Pauvres montagnards, pauvres étudiants, pauvres jeunes gens, vos ennemis de demain seront pires que ceux d’aujourd’hui. Lorsqu’ils ont découvert cela, ils se sont dit que ce bonhomme il faut le saquer. Il y a eu des instructions qui ont été données pour le discréditer en disant que Feraoun n’a pas fait la Révolution, et c’est Lacheraf — qui avait déjà attaqué Mammeri — qui a encore commencé à attaquer Feraoun”, a expliqué Ali Feraoun soulignant qu’heureusement il y a eu les vrais moudjahidine qui l’ont toujours respecté puis encore une nouvelle génération de jeunes chercheurs qui réfléchissent.

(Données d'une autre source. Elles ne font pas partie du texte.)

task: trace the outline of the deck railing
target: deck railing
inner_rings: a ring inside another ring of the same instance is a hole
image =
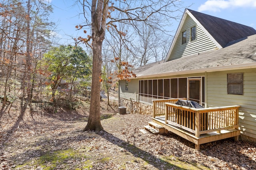
[[[175,104],[179,99],[186,99],[186,98],[172,98],[168,99],[159,99],[152,100],[153,101],[153,117],[164,116],[165,115],[164,104],[169,103]]]
[[[165,105],[165,123],[179,127],[197,137],[209,132],[238,128],[239,106],[195,109],[170,103]]]

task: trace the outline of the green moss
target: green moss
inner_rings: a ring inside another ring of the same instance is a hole
[[[82,169],[90,170],[93,168],[92,166],[92,162],[89,160],[85,161],[84,162],[84,164],[85,165],[83,167]]]
[[[161,163],[168,162],[166,165],[166,168],[169,169],[174,167],[174,169],[177,170],[209,170],[210,169],[202,165],[198,164],[193,162],[186,162],[180,160],[178,158],[174,156],[162,156],[160,159]]]
[[[102,163],[106,162],[109,162],[110,159],[110,158],[103,158],[100,160],[100,162]]]

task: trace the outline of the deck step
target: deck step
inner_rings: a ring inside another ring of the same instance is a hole
[[[148,123],[150,125],[151,125],[152,126],[154,126],[154,127],[156,127],[157,128],[161,129],[161,128],[164,128],[164,127],[162,126],[161,125],[158,125],[158,124],[154,122],[154,121],[149,121]]]
[[[159,134],[159,131],[153,128],[149,125],[145,125],[144,126],[144,128],[145,129],[147,130],[155,135],[158,135]]]
[[[140,132],[141,132],[142,133],[144,134],[145,134],[146,133],[148,133],[148,131],[147,131],[145,129],[140,129],[139,130],[140,131]]]
[[[148,125],[153,128],[156,129],[159,131],[160,134],[162,134],[165,132],[165,128],[164,127],[154,122],[154,121],[149,121]]]

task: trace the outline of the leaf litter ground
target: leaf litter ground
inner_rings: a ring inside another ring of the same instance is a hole
[[[256,145],[232,139],[200,146],[171,132],[139,130],[150,116],[117,113],[115,102],[101,102],[105,131],[82,131],[89,103],[76,111],[18,112],[0,115],[0,169],[254,170]],[[15,109],[15,108],[14,108]]]

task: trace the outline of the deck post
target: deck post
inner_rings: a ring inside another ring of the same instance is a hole
[[[165,107],[165,124],[167,124],[167,119],[169,115],[168,113],[169,113],[169,107],[167,106],[166,104],[164,105]]]
[[[239,116],[239,110],[238,110],[238,108],[237,108],[236,109],[236,118],[235,118],[235,125],[238,125],[238,116]],[[238,129],[238,127],[235,127],[235,129]],[[234,137],[234,141],[238,141],[238,140],[239,139],[239,136],[236,136]]]
[[[195,136],[196,137],[199,138],[200,136],[200,115],[199,114],[200,113],[199,111],[196,111],[195,115],[196,117],[195,117],[195,130],[196,131],[196,133]],[[197,150],[199,150],[200,149],[200,145],[195,144],[195,149]]]
[[[195,136],[196,137],[199,137],[200,136],[200,117],[199,111],[196,111],[196,117],[195,120]]]
[[[153,117],[156,118],[156,102],[153,101]]]

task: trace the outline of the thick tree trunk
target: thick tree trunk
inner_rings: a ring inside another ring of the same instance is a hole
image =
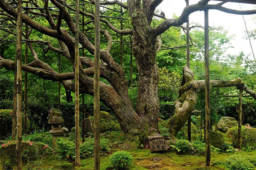
[[[134,29],[134,51],[139,73],[136,113],[157,132],[159,114],[158,67],[156,62],[156,36],[153,34],[150,22],[140,3],[128,2]],[[146,5],[146,4],[144,4]]]

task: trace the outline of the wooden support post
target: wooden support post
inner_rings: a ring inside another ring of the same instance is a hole
[[[60,45],[59,45],[59,48],[60,48]],[[59,74],[61,73],[61,54],[58,54],[58,72]],[[61,110],[61,82],[58,82],[58,110]]]
[[[80,164],[79,120],[79,0],[76,0],[75,35],[75,124],[76,126],[76,166]]]
[[[17,1],[17,35],[15,53],[16,57],[17,59],[17,142],[15,151],[16,169],[18,170],[22,169],[22,160],[21,159],[22,154],[22,148],[21,147],[21,141],[22,140],[22,0],[18,0]],[[13,114],[16,114],[16,113],[13,113]]]
[[[94,170],[99,170],[99,0],[95,0],[95,15],[94,29],[95,32],[95,47],[94,48]]]
[[[186,6],[189,5],[189,0],[186,0]],[[186,23],[186,64],[189,68],[190,68],[190,57],[189,51],[189,20],[188,17]],[[191,141],[191,115],[189,115],[188,119],[188,140]]]
[[[121,0],[121,3],[122,0]],[[121,20],[120,21],[120,24],[121,25],[121,30],[123,29],[123,25],[122,25],[122,8],[121,7]],[[121,66],[122,67],[122,56],[123,56],[123,43],[122,43],[122,34],[121,34],[120,37],[120,63]]]
[[[85,122],[84,122],[84,94],[82,94],[82,142],[84,142]]]
[[[83,4],[82,10],[84,11],[84,5]],[[82,16],[82,32],[84,34],[84,15]],[[84,57],[84,47],[82,48],[82,56]],[[84,122],[84,94],[82,94],[82,102],[83,110],[82,110],[82,142],[84,142],[84,137],[85,137],[85,122]]]
[[[131,40],[131,37],[130,39],[131,47],[130,48],[130,78],[131,80],[130,87],[132,87],[132,41]]]
[[[28,3],[26,3],[26,6],[28,7]],[[28,39],[28,25],[25,25],[25,37],[26,39]],[[25,42],[25,64],[28,63],[28,42],[26,41]],[[24,79],[24,134],[27,134],[27,81],[28,81],[28,74],[26,71],[25,71],[25,78]]]
[[[206,165],[210,166],[211,161],[211,141],[210,128],[210,78],[209,76],[209,28],[208,10],[204,10],[204,62],[205,75],[205,144]]]
[[[238,148],[242,149],[241,126],[242,124],[242,94],[243,89],[239,89],[239,109],[238,113]]]

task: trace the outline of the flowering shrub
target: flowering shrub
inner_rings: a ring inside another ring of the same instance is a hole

Dans ce sillage, Fazia Feraoun rappelle qu’à partir de l’indépendance, il y a toujours eu des visées idéologiques et la lecture de Feraoun a été également habillée de politique. “Il ne faut pas oublier que depuis l’indépendance jusqu’aux années 70, le discours était fondamentalement politique. Tout était politique et on était bien loin de la littérature. Même les colloques étaient des espèces de tribunaux où l’on jugeait les gens”, a-t-elle analysé.

Pour l’écrivain, Youcef Merahi, il n’y a également pas l’ombre d’un doute concernant les objectifs des attaques contre Feraoun. “La critique qui a touché Feraoun, plus particulièrement celle qui vient des siens, a eu des visées politiques et idéologiques. Il n’y a même pas eu d’approche d’ordre esthétique ils l’ont attaqué comme ils l’ont fait avec Mammeri, Dib et tous les auteurs francophones de la première génération des écrivains de guerre qui n’ont pas été épargnés par une certaine pensée nationalo-nationaliste”, a-t-il noté.  

Selon Fazia Feraoun, il aura fallu attendre les années 2000 pour que son père fasse l’objet d’une vraie lecture littéraire et scientifique. “Depuis l’indépendance jusqu’aux années 2000, il y a eu plusieurs lectures de Mouloud Feraoun mais en 2001 il y a eu un livre très important qui fait la charnière et qui a été écrit par Martine Mathieu Job et Robert Elbaz qui disent que toutes les lectures qui ont été faites de Feraoun depuis l’indépendance jusqu’à aujourd’hui sont des lectures idéologiques, c'est-à-dire commandées et qui avaient un but politique.

Ce n’est donc qu’à partir de cette période qu’on a commencé à avoir une lecture scientifique et littéraire”, a-t-elle détaillé précisant que ces lectures scientifiques ont commencé à l’étranger, entre autres, aux USA ensuite au Japon par des personnes qui ne sont pas concernées, notamment avec le travail de James Lesueur qui a traduit en anglais Le journal de Mouloud Feraoun, paru au début des années 2000, en ajoutant 60 pages pour expliquer ce qu’était la guerre d’Algérie, puis la traduction de la version originale du Fils du pauvre, parue vers 2006, puis La terre et le sang par Lucy Mac Naïr qui qualifie ce livre d’œuvre révolutionnaire majeure. Feraoun a été, également, traduit au Japon, en Russie, en Allemagne et dans la plupart des pays de l’Europe de l’Est. 

Né le 8 mars 1913, Mouloud Feraoun a été assassiné par l’OAS, le 15 mars 1962, avec cinq de ses collègues, à Château-Royal, près de Ben Aknoun, à Alger, où il était inspecteur des centres sociaux, créés à l'initiative de Germaine Tillion. Ils étaient en réunion lorsqu’un commando de l’OAS fait irruption dans la salle et les exécute froidement. “Ils ont achevé les quatre blessés agonisant avec une balle dans la tête et ils ont dit à Feraoun qui a été touché par 12 balles mais qui n’avait pas encore rendu l’âme : ‘On te laisse vivre ta mort.’ Il a été ensuite évacué à l’hôpital où il meurt à son arrivée”, a affirmé Ali Feraoun, convaincu, dit-il, que “le pouvoir de De Gaulle était pour quelque chose dans sa mort”. Comme chaque année, le 15 mars, un hommage lui sera rendu, aujourd’hui lundi, dans son village natal, Tizi Hibel.